Roman Maraz (1911 - 1979)
- Jun 28
- 2 min read

That Which Passes, c. 1950, oil on board, signed lower right, 24 x 34 inches
$3250
Roman Maraz was an American painter, designer, and educator whose work reflected modernist trends in the American Midwest. His work is often characterized by an uncanny Magic Realist quality, which is evident in That Which Passes. Describing his work in 1941, an art critic noted, that Maraz "is free of shallow realism while he portrays the American landscape with considerable strength and insight . . . All together he has produced work of great maturity with a fine grasp of form and composition for an artist of his years."

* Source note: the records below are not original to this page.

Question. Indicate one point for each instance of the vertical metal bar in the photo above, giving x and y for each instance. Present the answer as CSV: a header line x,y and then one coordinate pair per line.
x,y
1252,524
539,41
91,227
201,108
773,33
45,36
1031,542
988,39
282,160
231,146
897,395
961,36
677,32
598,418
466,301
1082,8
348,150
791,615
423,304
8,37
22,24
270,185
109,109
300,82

Born in Ukraine in 1911, Maraz immigrated to Canada as a young man and enrolled at the Ontario College of Art in Toronto in 1929, where he was a scholarship recipient. His early academic training emphasized traditional draftsmanship and design, providing him with a strong technical foundation. Seeking advanced study, he moved to Michigan after receiving a fellowship to the Cranbrook Academy of Art, where he studied from 1939 to 1941 under Zoltan Sepeshy. Following his studies, Maraz became an active participant in Michigan’s vibrant art scene. He exhibited regularly at the Scarab Club in Detroit (prizes and solo exhibition), the Detroit Institute of Arts, Cranbrook Academy of Art, Ontario Society of Artists, Michigan State Fair, Michigan Academy of Science, Arts and Letters, and the University of Michigan Museum of Art. These venues placed him among a generation of regional artists who balanced representational subjects with increasingly modernist visual languages. His paintings ranged from carefully observed rural and urban landscapes to imaginative Magic Realist compositions rendered in watercolor, egg tempera, acrylic, and mixed media. Over time, his work evolved toward abstraction while retaining a strong structural sense inherited from his academic training.
Maraz was also an accomplished educator. From 1945 until 1952 he taught at the Meinzinger Art School in Detroit. Beyond painting, his talents extended into commercial and architectural design. He designed buildings for the Ford Foundation in Dearborn, Michigan, stage sets for Columbia Pictures in Los Angeles, and advertising for General Motors.